Reflections on Being a GSI for Deep Neural Networks (CS 294-129) at Berkeley

This semester, as I mentioned in an earlier blog post, I was one of two GSIs¹ for the Deep Neural Networks course at Berkeley, taught by Professor John Canny. This was a surprise, because I was not planning on being a GSI for any class until Fall 2017. I wanted to have time to carefully think about and plan my GSI experience beforehand, perhaps by talking to previous GSIs or learning more about becoming an effective teacher. In addition, I was hoping to write a few technical articles here, and maybe some students would find them helpful. They would have to search for my blog themselves, though, since I usually don’t actively tell people about this website.
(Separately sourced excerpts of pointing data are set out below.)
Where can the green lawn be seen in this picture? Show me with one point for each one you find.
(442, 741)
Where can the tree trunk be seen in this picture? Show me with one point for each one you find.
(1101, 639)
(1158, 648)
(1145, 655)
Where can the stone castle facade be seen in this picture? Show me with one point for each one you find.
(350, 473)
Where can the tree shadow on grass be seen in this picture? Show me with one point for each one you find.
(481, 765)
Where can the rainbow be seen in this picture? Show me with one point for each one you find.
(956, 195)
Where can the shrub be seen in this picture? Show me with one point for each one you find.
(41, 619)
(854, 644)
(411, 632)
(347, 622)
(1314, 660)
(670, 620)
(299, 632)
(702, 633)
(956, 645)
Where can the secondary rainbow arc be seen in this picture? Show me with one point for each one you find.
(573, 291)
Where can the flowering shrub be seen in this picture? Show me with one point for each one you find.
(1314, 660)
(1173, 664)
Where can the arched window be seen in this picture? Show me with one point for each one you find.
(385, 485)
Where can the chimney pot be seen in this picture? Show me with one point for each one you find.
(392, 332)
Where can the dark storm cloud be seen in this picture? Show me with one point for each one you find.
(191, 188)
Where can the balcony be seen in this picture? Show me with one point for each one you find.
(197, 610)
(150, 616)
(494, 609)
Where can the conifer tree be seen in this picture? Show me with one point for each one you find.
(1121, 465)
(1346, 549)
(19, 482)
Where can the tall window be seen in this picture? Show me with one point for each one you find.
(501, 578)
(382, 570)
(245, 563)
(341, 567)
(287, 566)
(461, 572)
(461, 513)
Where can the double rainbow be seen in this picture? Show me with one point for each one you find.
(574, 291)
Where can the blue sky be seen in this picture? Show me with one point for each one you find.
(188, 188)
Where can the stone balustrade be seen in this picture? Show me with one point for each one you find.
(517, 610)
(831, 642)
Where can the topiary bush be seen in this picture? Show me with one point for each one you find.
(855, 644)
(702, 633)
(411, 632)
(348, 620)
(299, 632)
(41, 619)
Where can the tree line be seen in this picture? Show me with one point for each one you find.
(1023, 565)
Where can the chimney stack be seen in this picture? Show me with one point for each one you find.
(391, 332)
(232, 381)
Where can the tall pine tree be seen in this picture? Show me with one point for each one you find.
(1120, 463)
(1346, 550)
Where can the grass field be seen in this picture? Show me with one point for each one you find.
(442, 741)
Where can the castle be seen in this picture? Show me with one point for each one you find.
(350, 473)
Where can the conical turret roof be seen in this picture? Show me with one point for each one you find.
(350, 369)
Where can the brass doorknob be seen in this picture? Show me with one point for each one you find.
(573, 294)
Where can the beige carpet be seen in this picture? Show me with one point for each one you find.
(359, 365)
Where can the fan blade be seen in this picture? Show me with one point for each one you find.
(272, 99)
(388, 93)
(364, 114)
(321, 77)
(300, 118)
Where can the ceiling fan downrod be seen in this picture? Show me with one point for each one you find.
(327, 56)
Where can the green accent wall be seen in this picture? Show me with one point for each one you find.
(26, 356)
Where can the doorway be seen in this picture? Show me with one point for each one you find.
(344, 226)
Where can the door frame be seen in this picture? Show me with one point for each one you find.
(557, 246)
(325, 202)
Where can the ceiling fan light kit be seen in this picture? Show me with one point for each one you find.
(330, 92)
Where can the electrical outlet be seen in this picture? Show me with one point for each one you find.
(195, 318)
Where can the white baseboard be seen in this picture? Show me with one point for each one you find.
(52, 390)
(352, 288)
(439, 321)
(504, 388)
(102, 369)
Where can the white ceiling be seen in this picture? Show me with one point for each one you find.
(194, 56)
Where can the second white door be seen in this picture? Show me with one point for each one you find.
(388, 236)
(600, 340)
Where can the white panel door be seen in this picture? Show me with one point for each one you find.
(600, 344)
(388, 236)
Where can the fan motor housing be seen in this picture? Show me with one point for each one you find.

Well, so much for that. I got appointed several weeks into the course, after I had done the first assignment as a normal student. How did it happen? After Yang You (the other GSI) got appointed, he talked to me after class to ask about the possibility of being a GSI, since he knew that I was one of John Canny’s students. I thought about it and decided to join. John was a little hesitant at first and worried that I would spend too much time trying to help out the students, but after I promised him “not to spend more than 15 hours a week on this course” John agreed to have me appointed as a 10-hour GSI.² This process was certainly rushed and I had to scramble through Berkeley’s annoying administrative requirements.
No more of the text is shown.